One note on the projection.year.range: I set it to 2023,2030. If that range is too narrow and a future date falls outside it, Athena returns zero rows with no error. Set it generously and update it as part of your annual infrastructure review.

Step 2 — Write Triage Queries for the Incident

Here’s the actual SQL we run during an active incident. Not toy examples — the real queries from our runbook, with the gotchas annotated inline.

Two things to know before running these. First, always use Athena engine version 3. Version 2 has known issues with parse_datetime on ALB’s ISO 8601 timestamp format. In engine v3, use from_iso8601_timestamp(time) — not date_parse(), which will fail silently on the microsecond component of ALB timestamps like 2024-03-15T02:47:13.123456Z.

Second, elb_status_code is a string in the raw log. Filter with elb_status_code = '502', not = 502. An integer comparison against a string column in Athena/Presto doesn’t throw an error — it just matches nothing. I spent 15 minutes on this exact bug once. Never again.
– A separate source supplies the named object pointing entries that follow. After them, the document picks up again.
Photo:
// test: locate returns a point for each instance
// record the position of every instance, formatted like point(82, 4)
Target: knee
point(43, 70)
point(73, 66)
-- queries/incident_triage.sql
-- Run these in sequence during a 5xx incident triage session
-- Engine: Athena v3 | Replace date values with incident window

-- QUERY 1: Error rate by 5-minute bucket and target IP
-- Identifies which backend instance is generating errors
SELECT
  date_trunc('minute', from_iso8601_timestamp(time))
    - interval '1' minute * (minute(from_iso8601_timestamp(time)) % 5) AS bucket,
  target_ip,
  elb_status_code,
  COUNT(*) AS request_count
FROM alb_logs.access_logs
WHERE year = 2024
  AND month = 3
  AND day = 15
  AND elb_status_code IN ('502', '503', '504')  -- string comparison, not integer
GROUP BY 1, 2, 3
ORDER BY bucket DESC, request_count DESC;

-- QUERY 2: Slowest endpoints during the incident window
-- target_processing_time = -1 means no backend response; exclude from avg
SELECT
  request_url,
  COUNT(*)                                                   AS hit_count,
  ROUND(AVG(target_processing_time), 3)                     AS avg_target_s,
  ROUND(approx_percentile(target_processing_time, 0.99), 3) AS p99_target_s,
  MAX(target_processing_time)                               AS max_target_s
FROM alb_logs.access_logs
WHERE year = 2024
  AND month = 3
  AND day = 15
  AND target_processing_time != -1.0               -- exclude timed-out connections
  AND from_iso8601_timestamp(time)
      BETWEEN timestamp '2024-03-15 02:40:00 UTC'
          AND timestamp '2024-03-15 03:10:00 UTC'
GROUP BY request_url
HAVING COUNT(*) > 10
ORDER BY p99_target_s DESC
LIMIT 20;

-- QUERY 3: Top client IPs by error volume — rule out bad actor / upstream misconfiguration
SELECT
  client_ip,
  COUNT(*)                    AS total_errors,
  COUNT(DISTINCT request_url) AS distinct_endpoints,
  MIN(time)                   AS first_seen,
  MAX(time)                   AS last_seen
FROM alb_logs.access_logs
WHERE year = 2024
  AND month = 3
  AND day = 15
  AND elb_status_code IN ('502', '503', '504')
GROUP BY client_ip
ORDER BY total_errors DESC
LIMIT 15;

Query 1 tells you which backend IP started failing and when. Query 2 tells you which endpoints are slow — and note that target_processing_time is in seconds, not milliseconds. I’ve seen engineers misread a value of 4.8 as 4.8 milliseconds and conclude there’s no latency problem. It’s 4.8 seconds. That misread leads to completely wrong SLO calculations. Query 3 rules out a single bad actor — sometimes a misconfigured upstream service or a runaway client is the actual cause of the 5xx spike, not your backend at all.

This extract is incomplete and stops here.